The current issue (cover date June 9, 2011) of The New Republic includes one of the most important pieces I've read about the issue of health care reform. It is by Daniel Callahan (President Emeritus of the Hastings Center) and Sherwin Nuland (Retired Clinical Professor of Surgery from Yale University), and is titled "The Quagmire." Callahan and Nuland succinctly and effectively make the argument that a basic reorientation of philosophy is necessary for U.S. health care if we are not to bankrupt ourselves with increasing health care costs.
As they see it, the essence of the problem is that advances in medical technology (very expensive advances, in terms of cost to patients and government) have produced incremental improvements in survival rates without curing any of the things that eventually kill most of us. The result is that people are living much longer than they did a few generations ago, but their last few years are imposing backbreaking expenses on themselves, their families, and our broader society, without a significant pay-off in terms of quality of life.
The ideal would be for modern medicine to allow all of us to live healthy and productive lives for 90+ years and then to die suddenly without any prolonged or painful illneses. But that's not what our system has produced. Instead, we are keeping people alive to die slowly from various degenerative conditions, and a vastly disproportionate amount of the money we are spending on health care is concentrated on those last few years of life. For example, with rare exceptions of a few kinds of cancer that can be cured or put into permanent remission if caught very early (for example, some kinds of prostate cancer and breast cancer), most of the time people diagnosed with cancer will die from it, frequently after lengthy, painful and exhausting courses of expensive chemotherapy. Nobody has found a cure for heart attack or stroke, just various forms of preventive care and palliative care. Alzheimer's remains largely a mystery, but our health care system, if paid to do it, can keep people with Alzheimers alive for years after their active mental life has essentially ceased.

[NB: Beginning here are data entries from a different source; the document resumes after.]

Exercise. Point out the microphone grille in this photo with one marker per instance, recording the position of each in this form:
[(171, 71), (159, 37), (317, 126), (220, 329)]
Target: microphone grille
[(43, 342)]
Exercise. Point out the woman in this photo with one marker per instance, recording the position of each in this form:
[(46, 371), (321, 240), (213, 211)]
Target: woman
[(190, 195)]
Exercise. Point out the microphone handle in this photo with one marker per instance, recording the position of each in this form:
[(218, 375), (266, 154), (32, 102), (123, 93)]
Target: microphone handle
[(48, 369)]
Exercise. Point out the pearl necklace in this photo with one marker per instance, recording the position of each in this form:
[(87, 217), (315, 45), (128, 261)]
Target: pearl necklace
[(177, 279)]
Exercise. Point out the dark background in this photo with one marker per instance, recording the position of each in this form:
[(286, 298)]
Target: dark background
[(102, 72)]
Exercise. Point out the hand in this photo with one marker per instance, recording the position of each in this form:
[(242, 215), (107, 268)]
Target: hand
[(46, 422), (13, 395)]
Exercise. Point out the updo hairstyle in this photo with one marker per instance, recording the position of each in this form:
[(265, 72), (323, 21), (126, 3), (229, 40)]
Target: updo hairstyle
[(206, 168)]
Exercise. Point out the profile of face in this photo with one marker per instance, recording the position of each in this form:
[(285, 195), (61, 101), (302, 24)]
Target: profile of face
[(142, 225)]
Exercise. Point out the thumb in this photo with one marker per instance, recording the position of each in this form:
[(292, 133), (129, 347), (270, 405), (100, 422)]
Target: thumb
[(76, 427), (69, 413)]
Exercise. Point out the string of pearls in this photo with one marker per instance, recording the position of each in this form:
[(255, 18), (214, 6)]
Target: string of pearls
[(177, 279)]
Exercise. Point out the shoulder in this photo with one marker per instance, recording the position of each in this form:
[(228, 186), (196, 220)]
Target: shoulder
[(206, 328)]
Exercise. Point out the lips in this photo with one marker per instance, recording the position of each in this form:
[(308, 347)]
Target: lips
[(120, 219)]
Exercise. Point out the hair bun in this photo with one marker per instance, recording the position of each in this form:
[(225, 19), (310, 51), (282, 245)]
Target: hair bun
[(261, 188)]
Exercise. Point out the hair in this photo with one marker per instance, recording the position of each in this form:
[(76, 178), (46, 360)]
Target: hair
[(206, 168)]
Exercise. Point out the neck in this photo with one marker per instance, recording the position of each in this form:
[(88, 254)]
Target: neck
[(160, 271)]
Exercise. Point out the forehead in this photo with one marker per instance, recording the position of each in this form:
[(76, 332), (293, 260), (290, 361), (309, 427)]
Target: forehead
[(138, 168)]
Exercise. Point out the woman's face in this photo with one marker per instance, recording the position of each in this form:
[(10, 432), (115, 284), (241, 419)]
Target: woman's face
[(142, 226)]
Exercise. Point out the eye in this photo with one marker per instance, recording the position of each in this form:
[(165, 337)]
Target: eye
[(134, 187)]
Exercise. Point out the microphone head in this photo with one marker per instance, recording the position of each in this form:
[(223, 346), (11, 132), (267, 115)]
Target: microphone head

What Callahan and Nuland propose is a reorientation of our health care system to focus most of the expenditures where they can do the most good – child health, nutrition, sanitation, prevention (vaccinations, for example), and to help people to the extent we can do so to maintain a productive life through their working years, but that we should pretty much abandon high tech efforts to extend life into extreme and painful old age. This means rationing of health care. It isn't exactly "death panels" but some people will scream that slogan as soon as they read it. (Ironically, these will be largely the same people who are demanding massive cuts to Medicare and Medicaid as a partial solution to government deficits, and who opposed the public option as part of health care reform, so that private insurance companies — which in a very real sense do ration care and operate the virtual equivalent of death panels by denying treatment coverage — can continue to take their cut, unnecessarily inflating overall health care costs. People like Paul Ryan, for example….)
Anyway, agree or disagree either in broad outline or as to particular details, I think one must read and think about what Callahan and Nuland, men with excellent credentials and knowledge to bring to this policy debate, have to say. I found much of it convincing.
If saying that “scarce resources must be rationed” constitutes a “paradigm shift,” then every Econ 101 professor in the country should be fired.
But at the moment both the administration and the Republicans seem to think that any change in Medicare that involves rationing scarce resources is a political loser, because the public is not willing to go there. So a paradigm shift would involve getting the public to accept the proposition that the goal in health care is not to preserve life at all costs, but rather to balance out scarce resources in the service of good quality of life.
One small contribution to the conundrum would be to cut insurance rates for people who sign a DNR and/or pledge to enter hospice when the diagnosis is terminal.